I prepared the equipment (a jug with 200ml of water, a long stirring thing, and a glass), opened the sachet and dropped in the rather lumpy, congealed powder – not confident at all it was going to dissolve. But to my surprise, the wine dissipated after only gentle encouragement. Five minutes dragged by and I was rewarded with a deep red jug of wine, ready for drinking at the fireside. What could be more perfect?

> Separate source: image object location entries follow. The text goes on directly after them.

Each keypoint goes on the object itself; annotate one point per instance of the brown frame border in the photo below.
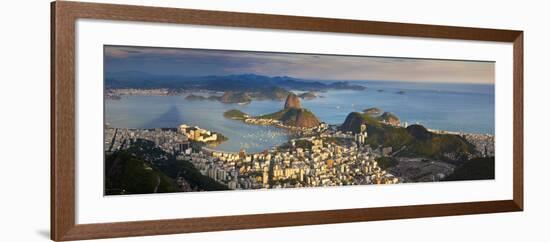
(63, 17)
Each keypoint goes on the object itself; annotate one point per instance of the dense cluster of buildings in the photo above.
(168, 140)
(304, 162)
(278, 123)
(172, 141)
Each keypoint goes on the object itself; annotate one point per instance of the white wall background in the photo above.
(24, 139)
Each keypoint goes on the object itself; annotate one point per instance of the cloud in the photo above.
(309, 66)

The only thing remaining was to actually taste it. This is where the dream of wine on-the-go falls to pieces. Dear Lord… holy cow… and some other non-printable expletives. I’m struggling to describe it without having to resort to blawah, but I can’t come close. It tasted of chemicals, with a hint of toilet cleaner, and and after taste not dissimilar to Sunny Delight.
This is a great idea, and I’m sure if somebody spends some time thinking how it actually tastes rather than trading on the idea of wonderful modern ease and travel, then it may succeed. Until then, drop into your local supermarket, buy the cheapest box of red – remove the outer packing – and be in rouge bliss.
I wrote a short piece over at journeytorussia about how touched I’ve been by the donations we’ve received for Everyman. The thing that has struck me has been the amount of money people have parted with – Everyman is an amazing charity that makes sure people know about Male Cancers and the more money we raise, the more awareness we raise the better.
The donations that have really struck me though are the little ones, the one that really made me smile and get a really warm fuzzy feeling was from a young chap on ebay who I bought a camping shovel from – when we completed the purchase he looked at our website and decided to donate the profit from the shovel purchase – how cool is that!?
So first off I want to say thank you to everyone that has donated, and secondly I want to point you in the direction of another justgiving page – that of Patrick’s latest adventure – The Longest Day – John O’ Groats to Lands End…non stop and in under 24hours!
They’ve let me out of the garage – goodness knows why – but Patrick, Stace and I headed down to the London Business Centre over the weekend and met up with some great people who are there to make planning your trip nice and easy – but in the main we just liked to play with the kit and mess around with the camera!